Before reading a piece called “Bresson Gone Bad” by FilmKrant‘s Adrian Martin, I had never contemplated that Only God Forgives director Nicholas Winding Refn might be some kind of watered-down or, more to the point, deranged aesthetic descendant of Robert Bresson…the thought!
“Refn is surely a curious case,” Martin writes. “He joins Carlos Reygadas and Gaspar Noe (whose Enter the Void is clearly the Big Brother of Only God Forgives) in a loose grouping of filmmakers who try to marry a certain contemplative or ascetic legacy, on one side — that means, especially, the legacy of Robert Bresson and, and in a slightly different vein, Jean-Pierre Melville — with lurid, sensational, decadent, violent content on the other side.” Wells insertion: Let’s not forget Heli‘s Amat Escalante!

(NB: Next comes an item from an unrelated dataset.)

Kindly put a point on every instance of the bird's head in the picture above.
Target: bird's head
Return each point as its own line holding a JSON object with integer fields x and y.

“It is possible to argue that Bresson himself, in his final, unsettling L’argent (1983), and after him Michael Haneke, worked towards a brew of this potency, comprised of such extremely different elements.
“But how does this ambition pan out in Only God Forgives? The stylistic moves here (as in another recent shocker, Harmony Korine’s Spring Breakers) are few, and endlessly repeated: people who stay absolutely still in the frame, like cardboard cut-out figures; an eyeball-searing colour scheme; ominous tracking shots down empty corridors; slow motion galore; and actors who are forbidden to express anything with their facial muscles (here, one curses dear old Bresson for ever having published his famous “Notes” on this subject).
“The inadvertent result of all these moves put together — punctuated with gruesome inserts of bodily decapitations by a Thai master’s sword, plus assorted dream/fantasy images — is a strange species of comedy, like a parody of Marguerite Duras‘ India Song (1975): no matter what spine-tingling, life-threatening menace awaits just off-frame, Winding Refn will always cut to Ryan Gosling standing stock still like a zombie. That is, a zombie who is also a Country Priest.”